I somehow can't help but think of ''Lady 's Chatterley's Lover'' when I think of Bovary but that is me. I think differently.
The other thing I have to admit is that there is nothing liberating about Emma in Bovary. The way I look at it is that she was 'passed on' from one man to another and then let down by the very lovers she thought highly of. It tells me something about the society she lived in and reinforces the lack of emotional attachments the characters in Bovary seem to have been objected too. The exploits of Emma were purely sexual and nothing else came out of it and that is as far as I am concerned vacuous and not without consequences.
I could not help but notice the word OVARY in B/OVARY. Maybe that is another reason why I chose to focus on the word 'Madame' in contrast with a 'Madam' that runs a brothel.
Maybe Flaubert obsession for the 'juste word' was eventually fulfilled with the anagrams of 'Madame de Bovary' ie 'madam and ovary' and what is left are the letters 'E' 'DE' 'B' an anagram for BEDE/BEBE. Who knows.

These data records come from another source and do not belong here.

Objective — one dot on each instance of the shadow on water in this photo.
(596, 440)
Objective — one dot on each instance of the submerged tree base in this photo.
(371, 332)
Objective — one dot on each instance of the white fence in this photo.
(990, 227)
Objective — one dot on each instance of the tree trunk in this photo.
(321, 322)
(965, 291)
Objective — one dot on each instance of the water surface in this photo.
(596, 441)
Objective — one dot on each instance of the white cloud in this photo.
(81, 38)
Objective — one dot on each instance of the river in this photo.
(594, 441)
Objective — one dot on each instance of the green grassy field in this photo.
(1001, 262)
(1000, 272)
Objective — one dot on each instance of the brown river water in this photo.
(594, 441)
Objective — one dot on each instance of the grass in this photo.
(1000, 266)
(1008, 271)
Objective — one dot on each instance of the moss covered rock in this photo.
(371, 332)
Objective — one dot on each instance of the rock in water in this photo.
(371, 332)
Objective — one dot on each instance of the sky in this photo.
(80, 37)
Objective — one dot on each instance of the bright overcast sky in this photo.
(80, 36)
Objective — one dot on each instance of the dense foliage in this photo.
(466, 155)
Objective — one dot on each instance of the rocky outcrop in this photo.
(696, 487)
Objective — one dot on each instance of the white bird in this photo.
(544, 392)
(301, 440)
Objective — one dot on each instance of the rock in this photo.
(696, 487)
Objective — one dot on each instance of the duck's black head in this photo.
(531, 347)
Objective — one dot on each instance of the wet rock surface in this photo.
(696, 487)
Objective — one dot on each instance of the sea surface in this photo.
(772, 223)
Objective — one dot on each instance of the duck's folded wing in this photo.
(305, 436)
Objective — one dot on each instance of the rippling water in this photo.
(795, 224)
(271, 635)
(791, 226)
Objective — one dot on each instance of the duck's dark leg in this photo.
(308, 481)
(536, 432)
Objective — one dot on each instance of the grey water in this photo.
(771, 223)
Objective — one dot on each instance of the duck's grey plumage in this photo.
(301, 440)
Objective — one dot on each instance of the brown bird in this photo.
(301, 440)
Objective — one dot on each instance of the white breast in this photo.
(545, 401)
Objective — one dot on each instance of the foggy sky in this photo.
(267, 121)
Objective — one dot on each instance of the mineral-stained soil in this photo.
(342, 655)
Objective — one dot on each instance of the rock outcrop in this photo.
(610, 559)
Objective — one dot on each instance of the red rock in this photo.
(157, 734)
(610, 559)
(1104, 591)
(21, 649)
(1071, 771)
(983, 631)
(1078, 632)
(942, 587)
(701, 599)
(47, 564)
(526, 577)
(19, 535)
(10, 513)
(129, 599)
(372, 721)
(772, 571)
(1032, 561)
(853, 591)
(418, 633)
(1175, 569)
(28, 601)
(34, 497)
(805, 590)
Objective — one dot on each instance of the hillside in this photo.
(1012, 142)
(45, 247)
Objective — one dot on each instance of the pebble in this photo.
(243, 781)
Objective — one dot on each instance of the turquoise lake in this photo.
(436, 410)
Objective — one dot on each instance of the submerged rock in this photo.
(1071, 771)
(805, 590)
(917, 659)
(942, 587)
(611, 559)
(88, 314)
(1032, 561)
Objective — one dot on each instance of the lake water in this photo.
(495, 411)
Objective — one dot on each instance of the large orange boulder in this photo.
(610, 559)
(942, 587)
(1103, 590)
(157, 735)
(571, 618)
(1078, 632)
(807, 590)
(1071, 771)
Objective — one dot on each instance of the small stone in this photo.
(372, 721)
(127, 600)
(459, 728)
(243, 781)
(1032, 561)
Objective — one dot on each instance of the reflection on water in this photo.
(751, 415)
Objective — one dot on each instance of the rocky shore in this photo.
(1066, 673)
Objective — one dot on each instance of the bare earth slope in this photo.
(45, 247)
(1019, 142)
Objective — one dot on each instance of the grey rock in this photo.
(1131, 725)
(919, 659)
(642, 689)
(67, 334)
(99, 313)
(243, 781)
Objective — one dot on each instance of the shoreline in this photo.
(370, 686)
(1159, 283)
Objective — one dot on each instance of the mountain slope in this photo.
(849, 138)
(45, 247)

That is my interpretations of things and of course anything goes when it comes to a story with a title it is open to suggestions and mine is as such.
One thing I do find fascinating about Madame de Bovary is that the heroine of the book is female called Emma and the writer is Flaubert a male. In contrast Jayne Eyre a female heroine to Bronte's sister a female writer or even Emma with Jane Austen.
The question is this:
Do male writers tend to fantasise their female lead characters with sexual subjectories for a deliverance of some kind a liberation of some sort take Lolita again Nabokov is a male writer.
It is just an observation worthy of making.